At the essay’s end, Sayles includes this section based around our convo:
Wang says that the internet has been both an “asset and a liability” for the world of crate digging. Yes, it’s had an effect of diluting hyperspecialized knowledge, making years’ worth of collecting accessible to anyone who can get online, but it has also brought together like-minded music aficionados to share knowledge, and has connected people with, for example, a rare LP a collector in the United Arab Emirates is selling.
That last line is specifically referring to an album I last wrote about in 2008: Manu Dibango’s African Voodoo (I re-upped the sound files for it today). I did, indeed, buy the album from a seller in the UAB that I was connected to via the old GEMM.com. For a long time, it was the closest I came to having anything approaching a “come up” story even though, in the grand scheme of things, “finding a record for cheap on the internet isn’t exactly the stuff of legend.1 In any case, what I had forgotten about was what I wrote in that 2008 post:
Why not post this earlier? I actually had planned to at one point but then noticed it had shown up, in full album form, on other blogs. That took the proverbial wind out of the sails, not just because I’ve been beaten from the punch (which I could care less about) but rather, once a $400 record becomes just another download, part of its unique magic dissipates. Under those circumstances, I’d rather post up something more meaningful to me, personally, than “check out this rare record I have” (especially when it’s not so rare once it becomes more mass available). Ah, but such is the reality of music going online.
Again, I wrote that in ’08 and I suspect many folks would have already begun feeling the same way back in ’98. My point here isn’t to rehash the debate but rather to point out that we’re still having it.
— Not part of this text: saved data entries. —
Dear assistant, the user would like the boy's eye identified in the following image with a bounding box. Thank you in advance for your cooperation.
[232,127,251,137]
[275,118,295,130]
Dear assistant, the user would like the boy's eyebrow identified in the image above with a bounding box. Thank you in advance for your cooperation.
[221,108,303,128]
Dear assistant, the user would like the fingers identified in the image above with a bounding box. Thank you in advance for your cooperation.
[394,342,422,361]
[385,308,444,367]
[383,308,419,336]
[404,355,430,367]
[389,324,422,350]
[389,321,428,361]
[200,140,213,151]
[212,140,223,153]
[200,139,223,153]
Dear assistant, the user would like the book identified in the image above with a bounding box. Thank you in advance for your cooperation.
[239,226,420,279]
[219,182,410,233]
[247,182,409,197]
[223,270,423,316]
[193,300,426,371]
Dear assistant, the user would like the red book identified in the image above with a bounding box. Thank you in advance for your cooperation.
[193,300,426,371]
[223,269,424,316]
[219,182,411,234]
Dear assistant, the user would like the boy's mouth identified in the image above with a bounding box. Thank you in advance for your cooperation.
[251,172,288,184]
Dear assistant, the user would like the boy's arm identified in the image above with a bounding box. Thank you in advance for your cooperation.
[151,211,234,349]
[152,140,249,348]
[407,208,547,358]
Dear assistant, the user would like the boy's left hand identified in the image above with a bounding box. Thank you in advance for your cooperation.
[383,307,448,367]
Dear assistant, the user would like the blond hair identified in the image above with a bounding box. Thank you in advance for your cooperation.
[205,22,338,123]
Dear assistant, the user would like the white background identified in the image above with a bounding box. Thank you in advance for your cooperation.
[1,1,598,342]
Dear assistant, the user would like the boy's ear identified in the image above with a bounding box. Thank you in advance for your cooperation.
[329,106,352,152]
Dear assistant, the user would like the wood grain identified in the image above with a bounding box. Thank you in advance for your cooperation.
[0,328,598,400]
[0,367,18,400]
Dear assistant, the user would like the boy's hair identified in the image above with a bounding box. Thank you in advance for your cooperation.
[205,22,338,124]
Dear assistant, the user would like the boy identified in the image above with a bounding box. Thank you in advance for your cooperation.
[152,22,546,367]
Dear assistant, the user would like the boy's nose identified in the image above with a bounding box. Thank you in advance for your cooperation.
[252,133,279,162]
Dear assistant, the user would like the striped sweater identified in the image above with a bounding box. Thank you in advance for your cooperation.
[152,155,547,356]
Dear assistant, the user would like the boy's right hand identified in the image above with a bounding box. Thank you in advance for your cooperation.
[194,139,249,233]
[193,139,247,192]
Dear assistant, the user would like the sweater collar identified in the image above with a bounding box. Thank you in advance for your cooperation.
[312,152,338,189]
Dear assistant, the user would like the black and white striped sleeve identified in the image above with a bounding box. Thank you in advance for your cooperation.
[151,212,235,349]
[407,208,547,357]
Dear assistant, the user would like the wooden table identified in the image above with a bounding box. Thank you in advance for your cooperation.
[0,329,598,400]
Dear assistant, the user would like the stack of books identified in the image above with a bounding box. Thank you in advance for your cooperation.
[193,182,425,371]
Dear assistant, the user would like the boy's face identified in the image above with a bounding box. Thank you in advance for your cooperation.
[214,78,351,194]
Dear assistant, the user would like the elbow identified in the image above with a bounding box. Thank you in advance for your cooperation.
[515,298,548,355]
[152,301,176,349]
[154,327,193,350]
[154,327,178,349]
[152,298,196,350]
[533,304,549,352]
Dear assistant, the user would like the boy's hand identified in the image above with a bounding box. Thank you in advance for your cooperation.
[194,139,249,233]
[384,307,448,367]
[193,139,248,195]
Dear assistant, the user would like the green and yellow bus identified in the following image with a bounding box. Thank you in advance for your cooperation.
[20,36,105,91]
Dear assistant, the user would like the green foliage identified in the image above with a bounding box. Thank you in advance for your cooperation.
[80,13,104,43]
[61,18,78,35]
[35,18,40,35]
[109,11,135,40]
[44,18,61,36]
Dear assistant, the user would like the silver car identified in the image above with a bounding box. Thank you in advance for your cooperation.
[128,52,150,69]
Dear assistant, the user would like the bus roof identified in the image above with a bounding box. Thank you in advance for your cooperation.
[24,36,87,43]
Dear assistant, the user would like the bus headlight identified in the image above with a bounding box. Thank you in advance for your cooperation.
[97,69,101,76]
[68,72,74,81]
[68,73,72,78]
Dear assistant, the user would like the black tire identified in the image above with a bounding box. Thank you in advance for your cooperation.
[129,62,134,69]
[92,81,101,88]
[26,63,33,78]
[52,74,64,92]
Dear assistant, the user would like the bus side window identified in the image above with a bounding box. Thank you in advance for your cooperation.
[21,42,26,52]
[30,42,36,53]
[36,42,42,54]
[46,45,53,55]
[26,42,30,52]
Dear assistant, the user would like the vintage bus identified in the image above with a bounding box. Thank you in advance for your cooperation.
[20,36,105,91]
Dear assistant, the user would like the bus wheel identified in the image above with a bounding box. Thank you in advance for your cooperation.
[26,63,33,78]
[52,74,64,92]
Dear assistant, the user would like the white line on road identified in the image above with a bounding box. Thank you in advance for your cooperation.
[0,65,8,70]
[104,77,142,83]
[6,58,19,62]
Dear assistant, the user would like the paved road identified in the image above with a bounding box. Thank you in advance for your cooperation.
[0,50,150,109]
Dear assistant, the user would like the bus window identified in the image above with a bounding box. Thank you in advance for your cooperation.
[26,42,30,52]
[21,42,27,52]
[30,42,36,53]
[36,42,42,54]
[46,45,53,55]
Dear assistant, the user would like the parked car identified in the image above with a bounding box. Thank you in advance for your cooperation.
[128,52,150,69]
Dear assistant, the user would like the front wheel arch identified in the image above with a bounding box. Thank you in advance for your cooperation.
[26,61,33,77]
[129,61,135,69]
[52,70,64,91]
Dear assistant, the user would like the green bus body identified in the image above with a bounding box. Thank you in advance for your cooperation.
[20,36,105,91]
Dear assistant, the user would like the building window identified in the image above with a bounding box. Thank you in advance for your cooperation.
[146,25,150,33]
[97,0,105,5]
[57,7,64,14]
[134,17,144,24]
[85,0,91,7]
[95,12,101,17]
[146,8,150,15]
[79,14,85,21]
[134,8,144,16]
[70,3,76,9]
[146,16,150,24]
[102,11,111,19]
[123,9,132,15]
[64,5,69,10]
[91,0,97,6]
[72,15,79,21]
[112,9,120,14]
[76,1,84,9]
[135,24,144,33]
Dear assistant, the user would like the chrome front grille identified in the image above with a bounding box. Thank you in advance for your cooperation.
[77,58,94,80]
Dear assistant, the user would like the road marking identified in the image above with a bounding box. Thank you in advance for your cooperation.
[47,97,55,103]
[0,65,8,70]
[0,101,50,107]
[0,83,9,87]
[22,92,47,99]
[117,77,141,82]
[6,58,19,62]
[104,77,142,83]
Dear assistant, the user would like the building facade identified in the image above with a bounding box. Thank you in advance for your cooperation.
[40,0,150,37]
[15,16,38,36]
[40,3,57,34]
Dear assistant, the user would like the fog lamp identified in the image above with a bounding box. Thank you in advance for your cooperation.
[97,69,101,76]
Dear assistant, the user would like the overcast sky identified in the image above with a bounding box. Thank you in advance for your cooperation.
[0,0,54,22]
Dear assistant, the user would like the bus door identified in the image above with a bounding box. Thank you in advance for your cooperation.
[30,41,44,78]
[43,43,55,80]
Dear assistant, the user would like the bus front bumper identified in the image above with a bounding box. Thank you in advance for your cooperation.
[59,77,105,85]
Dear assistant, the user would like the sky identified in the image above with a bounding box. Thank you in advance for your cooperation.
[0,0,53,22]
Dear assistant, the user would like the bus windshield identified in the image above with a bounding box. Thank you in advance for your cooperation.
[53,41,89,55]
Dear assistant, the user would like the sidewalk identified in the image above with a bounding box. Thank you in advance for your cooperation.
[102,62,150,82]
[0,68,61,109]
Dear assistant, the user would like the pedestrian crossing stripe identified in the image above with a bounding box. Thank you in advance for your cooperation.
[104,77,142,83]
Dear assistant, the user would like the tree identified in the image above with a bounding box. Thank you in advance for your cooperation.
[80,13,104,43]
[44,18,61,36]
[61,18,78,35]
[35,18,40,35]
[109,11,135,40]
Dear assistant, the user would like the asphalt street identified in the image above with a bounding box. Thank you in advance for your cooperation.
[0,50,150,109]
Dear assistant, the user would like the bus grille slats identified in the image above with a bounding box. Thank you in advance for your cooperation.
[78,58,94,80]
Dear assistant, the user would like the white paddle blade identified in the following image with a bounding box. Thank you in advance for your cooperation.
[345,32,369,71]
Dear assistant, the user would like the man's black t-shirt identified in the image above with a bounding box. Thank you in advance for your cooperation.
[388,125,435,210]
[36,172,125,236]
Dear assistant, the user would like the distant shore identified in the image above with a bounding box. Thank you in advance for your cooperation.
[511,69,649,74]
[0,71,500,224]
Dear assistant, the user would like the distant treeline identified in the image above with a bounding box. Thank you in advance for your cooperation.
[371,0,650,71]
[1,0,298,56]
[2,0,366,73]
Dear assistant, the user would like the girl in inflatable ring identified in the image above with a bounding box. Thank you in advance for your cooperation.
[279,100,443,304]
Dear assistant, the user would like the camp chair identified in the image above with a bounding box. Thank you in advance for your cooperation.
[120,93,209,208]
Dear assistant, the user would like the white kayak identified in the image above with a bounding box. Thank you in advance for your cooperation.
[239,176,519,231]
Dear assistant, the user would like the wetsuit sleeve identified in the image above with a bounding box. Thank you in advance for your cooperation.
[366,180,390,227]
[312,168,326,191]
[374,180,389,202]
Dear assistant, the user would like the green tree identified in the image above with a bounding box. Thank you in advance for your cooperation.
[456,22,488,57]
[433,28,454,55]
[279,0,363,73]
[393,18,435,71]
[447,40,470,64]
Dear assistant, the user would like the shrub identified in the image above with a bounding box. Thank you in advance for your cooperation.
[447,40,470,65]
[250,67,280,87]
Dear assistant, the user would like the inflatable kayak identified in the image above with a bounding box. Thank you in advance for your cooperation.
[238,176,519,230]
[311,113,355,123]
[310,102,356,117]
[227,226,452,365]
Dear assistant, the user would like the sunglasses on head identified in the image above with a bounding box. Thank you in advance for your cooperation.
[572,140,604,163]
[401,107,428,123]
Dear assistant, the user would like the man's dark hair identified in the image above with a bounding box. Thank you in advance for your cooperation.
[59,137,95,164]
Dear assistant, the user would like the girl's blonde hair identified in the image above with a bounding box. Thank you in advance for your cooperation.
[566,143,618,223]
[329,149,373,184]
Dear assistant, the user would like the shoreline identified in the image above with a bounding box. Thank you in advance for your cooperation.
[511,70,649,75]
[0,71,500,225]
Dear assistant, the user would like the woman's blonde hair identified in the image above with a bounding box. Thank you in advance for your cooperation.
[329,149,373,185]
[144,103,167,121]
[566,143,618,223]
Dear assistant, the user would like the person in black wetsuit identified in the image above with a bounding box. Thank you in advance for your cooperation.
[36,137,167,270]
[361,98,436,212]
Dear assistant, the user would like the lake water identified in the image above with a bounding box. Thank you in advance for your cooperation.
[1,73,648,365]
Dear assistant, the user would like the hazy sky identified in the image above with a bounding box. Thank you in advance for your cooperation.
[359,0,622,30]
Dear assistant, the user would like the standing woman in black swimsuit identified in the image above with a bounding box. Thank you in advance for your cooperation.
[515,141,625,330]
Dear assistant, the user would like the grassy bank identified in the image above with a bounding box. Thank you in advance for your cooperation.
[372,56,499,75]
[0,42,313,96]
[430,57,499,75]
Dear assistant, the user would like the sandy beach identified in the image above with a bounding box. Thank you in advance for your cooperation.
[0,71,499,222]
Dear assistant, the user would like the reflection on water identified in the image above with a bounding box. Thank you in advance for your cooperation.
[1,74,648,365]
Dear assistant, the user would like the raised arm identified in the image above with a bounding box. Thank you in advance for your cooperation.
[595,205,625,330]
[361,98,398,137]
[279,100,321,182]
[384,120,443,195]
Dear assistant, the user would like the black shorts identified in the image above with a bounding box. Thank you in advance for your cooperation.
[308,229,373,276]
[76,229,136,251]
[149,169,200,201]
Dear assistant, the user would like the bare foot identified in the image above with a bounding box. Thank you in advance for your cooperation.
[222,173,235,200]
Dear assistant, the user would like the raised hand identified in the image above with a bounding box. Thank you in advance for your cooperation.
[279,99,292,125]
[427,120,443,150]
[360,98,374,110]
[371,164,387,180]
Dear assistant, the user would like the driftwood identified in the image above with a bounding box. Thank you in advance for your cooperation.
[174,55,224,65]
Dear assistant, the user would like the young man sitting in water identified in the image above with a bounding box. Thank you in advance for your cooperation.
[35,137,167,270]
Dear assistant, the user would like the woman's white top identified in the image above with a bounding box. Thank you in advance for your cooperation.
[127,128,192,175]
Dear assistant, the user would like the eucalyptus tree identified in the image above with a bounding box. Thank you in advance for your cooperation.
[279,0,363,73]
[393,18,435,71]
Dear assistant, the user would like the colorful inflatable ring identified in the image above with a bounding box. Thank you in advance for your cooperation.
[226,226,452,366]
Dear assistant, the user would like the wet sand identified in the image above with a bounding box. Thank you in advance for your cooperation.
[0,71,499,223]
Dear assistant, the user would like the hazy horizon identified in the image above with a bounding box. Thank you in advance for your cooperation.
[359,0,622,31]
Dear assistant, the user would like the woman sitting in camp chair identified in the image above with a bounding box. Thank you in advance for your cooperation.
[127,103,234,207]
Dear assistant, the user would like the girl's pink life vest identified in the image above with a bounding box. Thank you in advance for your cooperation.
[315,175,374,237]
Sayles’s article doesn’t arrive at any clear conclusions and that seems exactly right: the internet is still transforming how we accumulate and disseminate both knowledge about music and the music itself. My own site embraces part of the irreconcilability of it all; it’s a digital space inspired by old analog ephemera and the existence of that site might be helping contribute to both/either the scarcity of that ephemera (as collector’s items) or its greater distribution (via comps, reissues, digital releases, etc.) The only thing I can say is that I should have posted African Voodoo earlier than 2008; I was too self-conscious back then and it is a great album and worthy of notice regards of how many other blogs posted about it back then.